2. Jude's greeting reflects God's desire that we grow in the Christian values of "mercy, peace, and love".
3-4: He wanted to write about our common salvation in Jesus but it was more urgent to address the apostates who distorted God's grace by using it as an excuse to indulge in sensuality. At the core, their failure to repent of both sensuality and false teaching was a rejection of Jesus. Just as Jude acknowledged God's sovereignty in our salvation, he also acknowledges it in their condemnation. Jude's primary call in this letter is to stand up against the false teachers who want to distort theology and lead others astray.
5-8: Three Old Testament examples of apostasy are given to show how God feels about them and their sins. Jesus (synonymous with God) saved the Israelites from Egypt and everyone 20 years or older perished before seeing the promised land. The rebellious angels were banished from Heaven and await the final judgement when they will be thrown into a lake of fire. And Sodom and Gomorrah were destroyed by fire for perversion. Likewise, the false teachers who reject authority will face judgement as these Old Testament examples did.

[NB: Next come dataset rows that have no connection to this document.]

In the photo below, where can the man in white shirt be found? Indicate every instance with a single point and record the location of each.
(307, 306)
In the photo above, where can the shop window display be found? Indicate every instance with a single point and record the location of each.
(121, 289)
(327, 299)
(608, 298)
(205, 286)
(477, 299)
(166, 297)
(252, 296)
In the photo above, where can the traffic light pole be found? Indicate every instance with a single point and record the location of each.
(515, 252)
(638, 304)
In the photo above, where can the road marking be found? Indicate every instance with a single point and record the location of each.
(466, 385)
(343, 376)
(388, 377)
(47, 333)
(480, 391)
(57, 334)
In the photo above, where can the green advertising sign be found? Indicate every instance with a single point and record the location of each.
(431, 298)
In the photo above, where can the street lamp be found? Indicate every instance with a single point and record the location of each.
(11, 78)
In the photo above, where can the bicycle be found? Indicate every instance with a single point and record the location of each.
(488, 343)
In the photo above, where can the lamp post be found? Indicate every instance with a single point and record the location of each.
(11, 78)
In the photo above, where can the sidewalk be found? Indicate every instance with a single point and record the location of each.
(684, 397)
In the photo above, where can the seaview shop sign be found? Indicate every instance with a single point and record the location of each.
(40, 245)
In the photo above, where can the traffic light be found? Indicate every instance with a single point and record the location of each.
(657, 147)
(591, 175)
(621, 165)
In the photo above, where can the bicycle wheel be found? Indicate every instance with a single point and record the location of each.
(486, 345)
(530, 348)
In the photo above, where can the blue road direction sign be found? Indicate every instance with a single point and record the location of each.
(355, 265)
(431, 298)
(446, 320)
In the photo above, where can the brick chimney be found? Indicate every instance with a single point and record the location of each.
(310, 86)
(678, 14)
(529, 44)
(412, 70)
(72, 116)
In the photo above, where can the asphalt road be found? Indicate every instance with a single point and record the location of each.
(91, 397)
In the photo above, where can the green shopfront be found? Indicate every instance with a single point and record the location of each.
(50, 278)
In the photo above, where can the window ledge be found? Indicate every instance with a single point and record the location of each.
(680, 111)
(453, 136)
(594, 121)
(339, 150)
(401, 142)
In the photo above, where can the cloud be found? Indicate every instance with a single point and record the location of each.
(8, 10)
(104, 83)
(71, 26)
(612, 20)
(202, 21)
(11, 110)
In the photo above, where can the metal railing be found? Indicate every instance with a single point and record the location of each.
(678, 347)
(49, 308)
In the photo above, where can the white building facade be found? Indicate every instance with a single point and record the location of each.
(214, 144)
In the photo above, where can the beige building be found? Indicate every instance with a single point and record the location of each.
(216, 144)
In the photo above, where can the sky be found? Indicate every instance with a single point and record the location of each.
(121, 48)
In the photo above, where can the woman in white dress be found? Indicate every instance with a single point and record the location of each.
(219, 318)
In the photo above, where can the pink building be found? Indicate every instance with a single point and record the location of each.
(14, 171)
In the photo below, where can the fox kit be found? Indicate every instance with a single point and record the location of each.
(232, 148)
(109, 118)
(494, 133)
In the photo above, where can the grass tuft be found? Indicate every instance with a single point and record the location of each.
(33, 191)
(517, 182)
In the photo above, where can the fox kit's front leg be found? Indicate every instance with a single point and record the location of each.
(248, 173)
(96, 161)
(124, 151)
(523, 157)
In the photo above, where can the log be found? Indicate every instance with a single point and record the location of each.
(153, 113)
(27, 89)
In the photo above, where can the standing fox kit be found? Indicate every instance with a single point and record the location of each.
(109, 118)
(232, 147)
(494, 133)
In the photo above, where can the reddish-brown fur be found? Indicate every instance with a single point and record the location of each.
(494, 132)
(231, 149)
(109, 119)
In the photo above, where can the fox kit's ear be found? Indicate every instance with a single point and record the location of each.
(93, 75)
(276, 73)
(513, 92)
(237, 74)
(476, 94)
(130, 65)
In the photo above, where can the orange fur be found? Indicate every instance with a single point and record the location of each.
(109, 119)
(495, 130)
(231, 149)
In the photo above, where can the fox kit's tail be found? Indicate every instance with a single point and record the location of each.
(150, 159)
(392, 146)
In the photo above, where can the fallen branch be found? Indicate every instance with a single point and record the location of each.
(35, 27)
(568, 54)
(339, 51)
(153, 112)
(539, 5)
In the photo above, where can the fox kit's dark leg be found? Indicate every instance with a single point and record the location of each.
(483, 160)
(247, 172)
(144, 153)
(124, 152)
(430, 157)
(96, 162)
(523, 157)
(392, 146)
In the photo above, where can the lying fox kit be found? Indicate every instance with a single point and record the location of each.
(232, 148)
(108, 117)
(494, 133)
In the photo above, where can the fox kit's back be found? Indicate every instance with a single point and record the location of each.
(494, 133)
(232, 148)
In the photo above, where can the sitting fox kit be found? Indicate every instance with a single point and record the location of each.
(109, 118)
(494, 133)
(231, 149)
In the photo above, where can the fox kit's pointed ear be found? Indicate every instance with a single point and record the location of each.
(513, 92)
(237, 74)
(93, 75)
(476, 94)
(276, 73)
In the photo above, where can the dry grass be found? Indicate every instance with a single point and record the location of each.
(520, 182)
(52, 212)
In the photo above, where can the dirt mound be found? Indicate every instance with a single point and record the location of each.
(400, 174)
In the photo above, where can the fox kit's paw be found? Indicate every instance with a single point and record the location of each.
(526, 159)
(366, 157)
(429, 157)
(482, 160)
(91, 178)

8-10: Apostates ignorantly speak blasphemies against the heavenly authorities that God put in place. Even Michael did not judge Satan. To do so would be to put himself in God's place of authority as judge, which would be blasphemy. Instead, he appealed to God's power and authority to rebuke the Devil during a dispute over Moses' body. Little is known about this account since it appears nowhere else in the Bible. It was probably either information Jesus gave to the disciples or directly revealed to Jude by the Holy Spirit.

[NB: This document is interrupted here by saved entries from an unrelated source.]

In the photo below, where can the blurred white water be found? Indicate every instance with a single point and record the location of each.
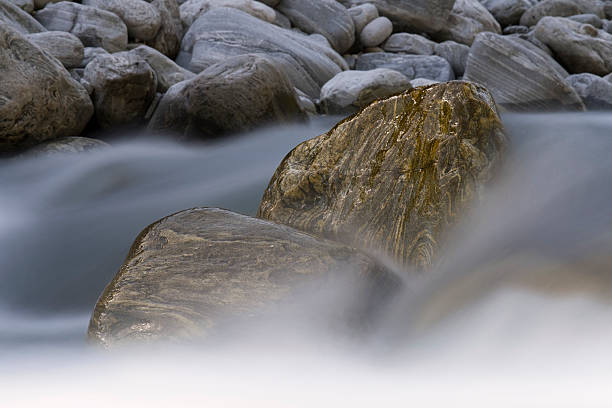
(516, 314)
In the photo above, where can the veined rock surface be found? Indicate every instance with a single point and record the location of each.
(395, 176)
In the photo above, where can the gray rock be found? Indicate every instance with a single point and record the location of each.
(350, 91)
(94, 27)
(515, 30)
(167, 71)
(596, 92)
(362, 15)
(67, 48)
(168, 38)
(124, 87)
(225, 32)
(25, 5)
(236, 95)
(413, 66)
(409, 44)
(21, 21)
(376, 32)
(561, 8)
(456, 54)
(326, 17)
(519, 75)
(422, 82)
(192, 9)
(466, 20)
(39, 100)
(67, 145)
(407, 15)
(507, 12)
(579, 47)
(199, 272)
(591, 19)
(89, 53)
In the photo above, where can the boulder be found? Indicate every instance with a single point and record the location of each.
(561, 8)
(579, 47)
(362, 15)
(168, 38)
(124, 87)
(236, 95)
(226, 32)
(394, 177)
(351, 90)
(507, 12)
(408, 15)
(467, 19)
(192, 9)
(325, 17)
(596, 92)
(376, 32)
(64, 46)
(20, 20)
(409, 44)
(39, 100)
(94, 27)
(456, 54)
(519, 75)
(195, 273)
(168, 73)
(413, 66)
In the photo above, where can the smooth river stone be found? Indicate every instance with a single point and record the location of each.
(192, 274)
(394, 177)
(520, 75)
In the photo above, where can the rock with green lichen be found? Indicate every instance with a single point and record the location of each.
(191, 274)
(395, 176)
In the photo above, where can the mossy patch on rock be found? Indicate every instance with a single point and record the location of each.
(395, 176)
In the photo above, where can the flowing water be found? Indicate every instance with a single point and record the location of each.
(517, 313)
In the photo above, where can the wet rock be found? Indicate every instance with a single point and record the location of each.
(596, 92)
(325, 17)
(351, 90)
(236, 95)
(94, 27)
(189, 275)
(168, 38)
(409, 44)
(376, 32)
(66, 145)
(421, 15)
(192, 9)
(579, 47)
(456, 54)
(561, 8)
(507, 12)
(362, 15)
(20, 20)
(225, 32)
(394, 177)
(67, 48)
(168, 73)
(141, 18)
(39, 100)
(519, 75)
(467, 19)
(413, 66)
(124, 87)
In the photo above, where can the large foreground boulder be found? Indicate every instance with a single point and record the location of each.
(226, 32)
(189, 273)
(39, 100)
(232, 96)
(395, 176)
(520, 75)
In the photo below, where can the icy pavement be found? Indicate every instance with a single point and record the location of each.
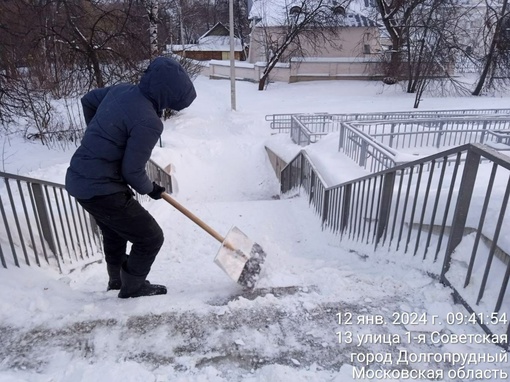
(209, 329)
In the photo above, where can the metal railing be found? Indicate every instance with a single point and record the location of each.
(448, 210)
(366, 151)
(42, 224)
(436, 132)
(390, 141)
(282, 122)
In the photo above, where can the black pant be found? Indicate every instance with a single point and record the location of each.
(122, 219)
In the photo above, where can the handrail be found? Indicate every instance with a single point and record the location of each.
(427, 207)
(42, 224)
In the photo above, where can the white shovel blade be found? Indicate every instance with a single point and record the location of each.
(232, 262)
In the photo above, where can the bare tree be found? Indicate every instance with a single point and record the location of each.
(496, 59)
(301, 29)
(396, 16)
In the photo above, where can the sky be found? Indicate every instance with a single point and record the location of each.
(67, 327)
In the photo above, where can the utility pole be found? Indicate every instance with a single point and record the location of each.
(232, 58)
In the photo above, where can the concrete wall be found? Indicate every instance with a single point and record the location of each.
(309, 69)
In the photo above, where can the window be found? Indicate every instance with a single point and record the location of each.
(295, 10)
(338, 10)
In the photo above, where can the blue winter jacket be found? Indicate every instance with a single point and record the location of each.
(123, 126)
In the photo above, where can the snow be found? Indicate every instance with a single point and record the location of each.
(66, 327)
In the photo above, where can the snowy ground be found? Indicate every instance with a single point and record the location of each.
(57, 327)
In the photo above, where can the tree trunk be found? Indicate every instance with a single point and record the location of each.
(491, 53)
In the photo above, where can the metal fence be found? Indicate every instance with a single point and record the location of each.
(377, 145)
(41, 224)
(317, 121)
(447, 211)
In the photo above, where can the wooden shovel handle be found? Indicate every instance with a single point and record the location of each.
(194, 218)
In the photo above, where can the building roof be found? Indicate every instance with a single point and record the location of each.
(216, 39)
(276, 12)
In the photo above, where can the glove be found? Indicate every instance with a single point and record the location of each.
(156, 192)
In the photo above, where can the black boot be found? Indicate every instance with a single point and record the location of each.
(137, 286)
(114, 283)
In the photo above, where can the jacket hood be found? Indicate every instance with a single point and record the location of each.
(167, 85)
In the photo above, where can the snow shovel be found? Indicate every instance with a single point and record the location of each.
(239, 257)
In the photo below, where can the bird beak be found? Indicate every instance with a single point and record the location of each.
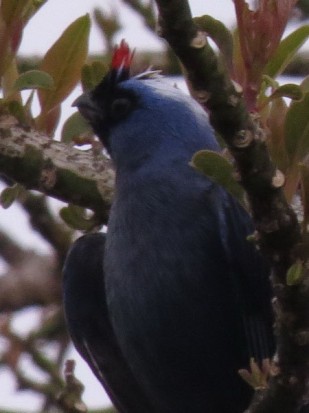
(87, 108)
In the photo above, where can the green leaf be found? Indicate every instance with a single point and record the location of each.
(219, 33)
(64, 61)
(295, 273)
(297, 130)
(73, 127)
(34, 79)
(288, 90)
(9, 194)
(92, 74)
(219, 170)
(75, 217)
(17, 110)
(286, 51)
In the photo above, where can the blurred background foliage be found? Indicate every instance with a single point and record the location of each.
(33, 280)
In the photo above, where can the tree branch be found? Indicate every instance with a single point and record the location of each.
(36, 161)
(277, 225)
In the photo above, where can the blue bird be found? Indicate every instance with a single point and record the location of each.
(187, 296)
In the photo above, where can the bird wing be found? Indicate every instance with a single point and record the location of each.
(251, 283)
(90, 327)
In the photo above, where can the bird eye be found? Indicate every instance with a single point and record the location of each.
(120, 107)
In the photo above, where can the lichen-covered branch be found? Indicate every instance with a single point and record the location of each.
(36, 161)
(278, 230)
(212, 87)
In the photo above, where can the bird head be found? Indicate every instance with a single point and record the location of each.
(137, 117)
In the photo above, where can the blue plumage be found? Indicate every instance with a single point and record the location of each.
(188, 296)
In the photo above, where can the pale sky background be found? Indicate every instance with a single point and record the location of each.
(40, 34)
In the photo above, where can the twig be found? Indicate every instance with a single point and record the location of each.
(58, 170)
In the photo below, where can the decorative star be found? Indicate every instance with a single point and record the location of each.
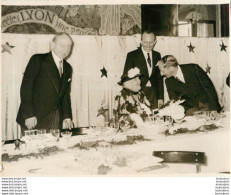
(223, 47)
(7, 48)
(191, 48)
(102, 111)
(104, 72)
(208, 68)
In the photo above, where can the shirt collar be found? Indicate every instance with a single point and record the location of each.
(56, 58)
(179, 74)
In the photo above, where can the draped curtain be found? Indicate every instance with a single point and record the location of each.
(92, 53)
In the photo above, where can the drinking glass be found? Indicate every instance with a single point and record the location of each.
(55, 133)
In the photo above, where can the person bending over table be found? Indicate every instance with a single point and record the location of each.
(191, 83)
(131, 106)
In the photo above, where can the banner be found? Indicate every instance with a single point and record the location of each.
(43, 16)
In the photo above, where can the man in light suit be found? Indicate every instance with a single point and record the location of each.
(145, 58)
(191, 83)
(45, 88)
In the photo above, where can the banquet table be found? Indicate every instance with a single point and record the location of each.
(107, 153)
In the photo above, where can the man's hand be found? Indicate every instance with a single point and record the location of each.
(31, 122)
(68, 124)
(160, 103)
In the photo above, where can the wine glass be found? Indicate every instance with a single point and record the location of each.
(55, 133)
(66, 134)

11: These next few verses are a condemnation of the apostates, describing them with Old Testament examples:
"The way of Cain" was to choose sin over righteousness. After Cain failed to offer from the first fruits of his labor and receive God's approval as Able did, he had a choice to either "do well" or give in to the sinful desires "crouching at his door" and murder Able, which he did. The apostates chose the "way of Cain" by choosing to do evil rather than repent. It is also possible that "the way of Cain" means to reject the system of blood sacrifice for atonement.

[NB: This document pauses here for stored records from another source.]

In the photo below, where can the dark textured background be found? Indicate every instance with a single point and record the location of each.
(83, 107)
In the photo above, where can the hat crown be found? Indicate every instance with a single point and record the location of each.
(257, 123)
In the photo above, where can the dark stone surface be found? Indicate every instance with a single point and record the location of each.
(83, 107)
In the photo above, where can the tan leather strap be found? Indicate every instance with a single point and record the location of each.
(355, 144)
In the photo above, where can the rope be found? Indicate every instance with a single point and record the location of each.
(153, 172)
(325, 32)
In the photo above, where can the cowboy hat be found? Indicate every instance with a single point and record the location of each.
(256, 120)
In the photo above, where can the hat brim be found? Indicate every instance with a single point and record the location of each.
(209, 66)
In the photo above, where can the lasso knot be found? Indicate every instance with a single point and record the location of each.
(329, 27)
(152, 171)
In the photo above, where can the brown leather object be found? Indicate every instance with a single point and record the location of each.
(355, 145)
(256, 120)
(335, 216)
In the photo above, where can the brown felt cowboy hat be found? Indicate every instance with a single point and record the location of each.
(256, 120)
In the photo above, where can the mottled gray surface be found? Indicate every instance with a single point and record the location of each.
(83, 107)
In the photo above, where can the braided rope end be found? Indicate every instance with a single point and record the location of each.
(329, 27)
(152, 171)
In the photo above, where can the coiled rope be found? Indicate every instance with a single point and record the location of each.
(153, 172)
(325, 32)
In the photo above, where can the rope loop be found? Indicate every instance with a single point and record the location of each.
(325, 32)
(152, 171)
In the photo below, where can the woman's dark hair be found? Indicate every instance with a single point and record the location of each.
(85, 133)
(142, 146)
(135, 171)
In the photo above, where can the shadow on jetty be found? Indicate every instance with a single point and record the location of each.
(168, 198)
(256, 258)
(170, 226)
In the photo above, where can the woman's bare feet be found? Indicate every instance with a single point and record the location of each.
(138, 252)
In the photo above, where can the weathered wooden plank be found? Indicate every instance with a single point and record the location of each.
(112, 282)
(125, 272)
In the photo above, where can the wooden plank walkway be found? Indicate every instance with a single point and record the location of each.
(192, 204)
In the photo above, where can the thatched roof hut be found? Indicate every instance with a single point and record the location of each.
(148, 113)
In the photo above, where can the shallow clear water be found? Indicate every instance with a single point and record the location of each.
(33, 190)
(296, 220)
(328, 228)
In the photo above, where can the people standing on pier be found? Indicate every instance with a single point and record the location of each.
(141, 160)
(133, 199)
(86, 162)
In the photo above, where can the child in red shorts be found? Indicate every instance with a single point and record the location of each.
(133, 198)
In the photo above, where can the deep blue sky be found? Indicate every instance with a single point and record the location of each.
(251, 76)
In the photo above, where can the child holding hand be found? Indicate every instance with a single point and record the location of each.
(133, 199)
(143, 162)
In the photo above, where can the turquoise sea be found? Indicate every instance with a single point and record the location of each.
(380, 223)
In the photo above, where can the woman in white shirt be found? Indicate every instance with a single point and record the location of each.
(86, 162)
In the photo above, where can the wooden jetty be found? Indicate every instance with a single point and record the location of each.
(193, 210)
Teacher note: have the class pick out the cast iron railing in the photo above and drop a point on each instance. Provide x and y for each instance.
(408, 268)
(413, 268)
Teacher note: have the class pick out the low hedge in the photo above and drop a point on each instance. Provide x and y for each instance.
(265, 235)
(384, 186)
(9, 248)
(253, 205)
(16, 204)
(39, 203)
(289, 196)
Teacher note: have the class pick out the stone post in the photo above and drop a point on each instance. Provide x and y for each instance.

Balaam's error was to "gain from wrongdoing" ( 2 Peter 2:15-16, Jude 11). We know from Numbers 22:7 that Balaam was willing to prophesy for money, even if it was for a wicked King who wanted to destroy the people God chose to bless. Though Balaam's error isn't explicitly explained in Numbers, both Peter and Jude link his error with unrighteous personal gain. Therefore, the apostates Jude was condemning must have been profiting financially from their false teaching.
Kora's rebellion was ultimately a rebellion against God (Numbers 16:8-11). Kora and his followers wanted to be priests based on their own holiness rather than acknowledging God's calling of Aaron's descendants as priests (Number's 16:3 and 16:39-40). God's disapproval of their rebellion was clear when He judged them by causing the ground to swallow them up.
12-13: Jude continues to describe these false converts with descriptive metaphors from nature.
"Shepherds feeding themselves": Selfish teachers and leaders who don't care about their flock.
"Waterless clouds and fruitless trees": They promise spiritual nourishment but lack substance.
14-16: Enoch prophesied about the coming judgement against apostates and false teachers for the evil they've done. Verse 16 continues to describe their specific evil deeds.
17-21: 2 Peter 3:3 is a prophecy that these apostates would come at the end of the age and cause trouble in the Church. As we wait for Jesus' mercy (on judgment day) we should not be idle. We must continue the process of sanctification, pray in the Holy Spirit, have mercy on those who doubt and save people by sharing the Gospel with them. "Hating even the garment stained by the flesh" probably means we should be cautious while engaging worldly people. While we love them and share the gospel with them, we should distance ourselves from their sinful lifestyles, remembering our hatred for the sin that separated us from God.
24-25: This great doxology gives Jesus the glory for our salvation and successful battles against sin. Only through Jesus are we presented before the Father as blameless because He graciously paid for our sins and gave us His righteousness.